スクイズロールにより金属板の板幅方向両端部を突合せ、高周波溶接し、外径28.6mmの金属溶接管を製造した。レーザー平行光線とその反射光を写し取るCCDカメラで得られた金属溶接管の形状を確認したところ、真円度が高く、溶接部の外観に優れた金属溶接管が得られていた。
また、例えば図10に示すように、形状が非対称になる場合がある。図10に示す形状不良はDs側板端部の曲げ変形が不充分であったことに起因している。そこで、板端部の曲げ変形を担う第1サイドロールのDs側ロールをラインセンター方向に移動させる。これにより、Ds側板端部の曲げ変形を十分に行わせることで、上記形状不良は解消される。この際も、調整表示器に示された形状を確認しながら第1サイドロールのDs側ロール移動量を調整する。
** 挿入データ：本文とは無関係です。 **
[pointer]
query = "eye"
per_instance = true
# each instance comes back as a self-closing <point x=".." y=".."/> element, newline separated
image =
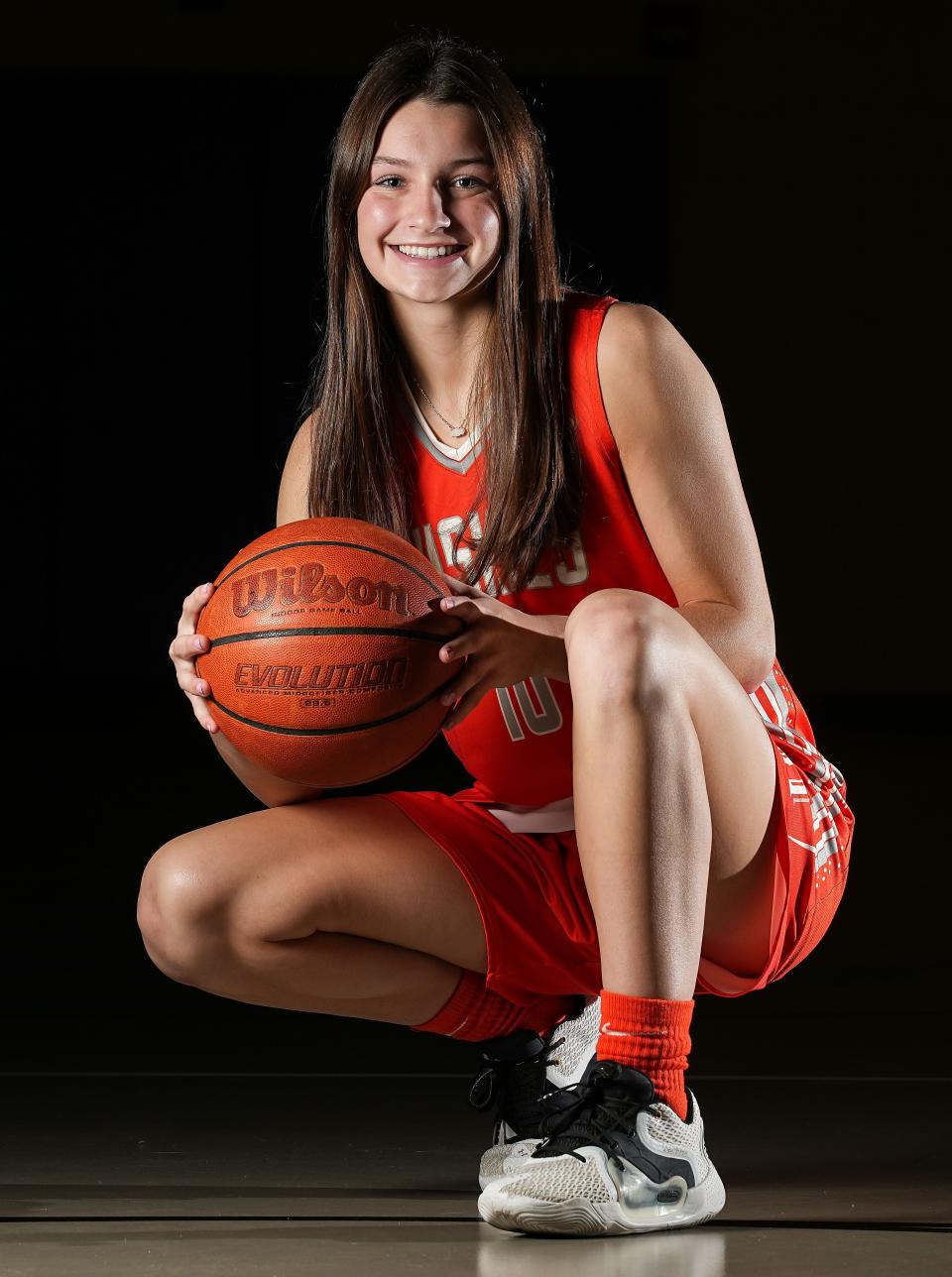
<point x="466" y="176"/>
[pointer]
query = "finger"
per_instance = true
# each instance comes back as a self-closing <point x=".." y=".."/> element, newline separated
<point x="456" y="602"/>
<point x="191" y="604"/>
<point x="452" y="650"/>
<point x="459" y="586"/>
<point x="186" y="646"/>
<point x="200" y="712"/>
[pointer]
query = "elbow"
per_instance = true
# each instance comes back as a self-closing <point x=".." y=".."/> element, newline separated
<point x="761" y="674"/>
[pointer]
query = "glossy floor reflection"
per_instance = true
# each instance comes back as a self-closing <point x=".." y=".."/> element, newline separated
<point x="206" y="1175"/>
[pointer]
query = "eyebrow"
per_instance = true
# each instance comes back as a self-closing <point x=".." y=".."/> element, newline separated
<point x="407" y="164"/>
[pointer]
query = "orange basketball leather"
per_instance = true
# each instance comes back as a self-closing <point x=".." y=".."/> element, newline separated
<point x="323" y="663"/>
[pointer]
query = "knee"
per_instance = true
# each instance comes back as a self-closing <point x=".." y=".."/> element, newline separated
<point x="620" y="642"/>
<point x="174" y="905"/>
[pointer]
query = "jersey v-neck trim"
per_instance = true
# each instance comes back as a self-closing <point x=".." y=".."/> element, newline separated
<point x="452" y="459"/>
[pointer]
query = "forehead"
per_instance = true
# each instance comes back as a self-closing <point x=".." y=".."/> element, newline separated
<point x="427" y="131"/>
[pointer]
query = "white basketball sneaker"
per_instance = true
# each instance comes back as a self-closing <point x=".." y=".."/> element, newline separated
<point x="618" y="1160"/>
<point x="524" y="1073"/>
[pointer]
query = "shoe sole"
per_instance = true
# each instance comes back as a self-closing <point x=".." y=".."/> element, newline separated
<point x="579" y="1218"/>
<point x="486" y="1179"/>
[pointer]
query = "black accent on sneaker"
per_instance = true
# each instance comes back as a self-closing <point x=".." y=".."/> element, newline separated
<point x="603" y="1112"/>
<point x="514" y="1076"/>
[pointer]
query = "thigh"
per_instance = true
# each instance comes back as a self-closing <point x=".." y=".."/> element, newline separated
<point x="355" y="865"/>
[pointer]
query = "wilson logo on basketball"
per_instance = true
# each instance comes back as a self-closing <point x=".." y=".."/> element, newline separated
<point x="308" y="582"/>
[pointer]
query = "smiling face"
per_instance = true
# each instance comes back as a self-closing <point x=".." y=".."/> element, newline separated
<point x="441" y="193"/>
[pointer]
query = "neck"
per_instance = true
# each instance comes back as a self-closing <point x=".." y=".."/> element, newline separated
<point x="441" y="349"/>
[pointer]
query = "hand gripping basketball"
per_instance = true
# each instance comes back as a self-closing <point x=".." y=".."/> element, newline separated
<point x="185" y="646"/>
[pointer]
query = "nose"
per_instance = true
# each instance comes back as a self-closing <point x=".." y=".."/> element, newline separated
<point x="429" y="211"/>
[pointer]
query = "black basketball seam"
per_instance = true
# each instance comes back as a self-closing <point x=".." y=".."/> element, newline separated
<point x="326" y="731"/>
<point x="393" y="631"/>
14:第2のサイドロール 15:フィンパスロール 16:スクイズロール
17:レーザー平行光線照射装置 18:CCDカメラ S:金属帯板
Claims (1)
- 金属帯板の進行方向に、水平なストレート形状の受けロール,周面に凹部を設けた一対のロールからなる第1のサイドロール,同じく周面に凹部を設けた一対のロールからなる第2のサイドロール,及びフィンパスロールとスクイズロールを順次備えた成形装置に、造管すべき金属帯板を受けロールで支えつつ進入させ、第1のサイドロールで両板幅方向端部近傍を上方に湾曲させ、次の第2のサイドロールで両板幅方向端部近傍を除き金属帯板の幅方向中心部までを上方に湾曲させた後、フィンパスロールで形を整えるとともに板幅方向両端部の位置を調整し、スクイズロールで両端部を突合せて溶接する場合、前記受けロールを経た前記金属帯板が直接前記第1のサイドロールに送り込まれることにより、前記受けロールにより前記金属帯板の板幅方向中央部近傍が下方に変形するのを防止するとともに、溶接の後工程で、レーザー平行光線とCCDカメラの組み合わせで造管された溶接管の形状を確認し、当該確認形状に基づいて前記第1及び第2のサイドロール並びにスクイズロールの位置を微調整して造管された溶接管形状を制御することを特徴とする高加工性溶接管の製造方法。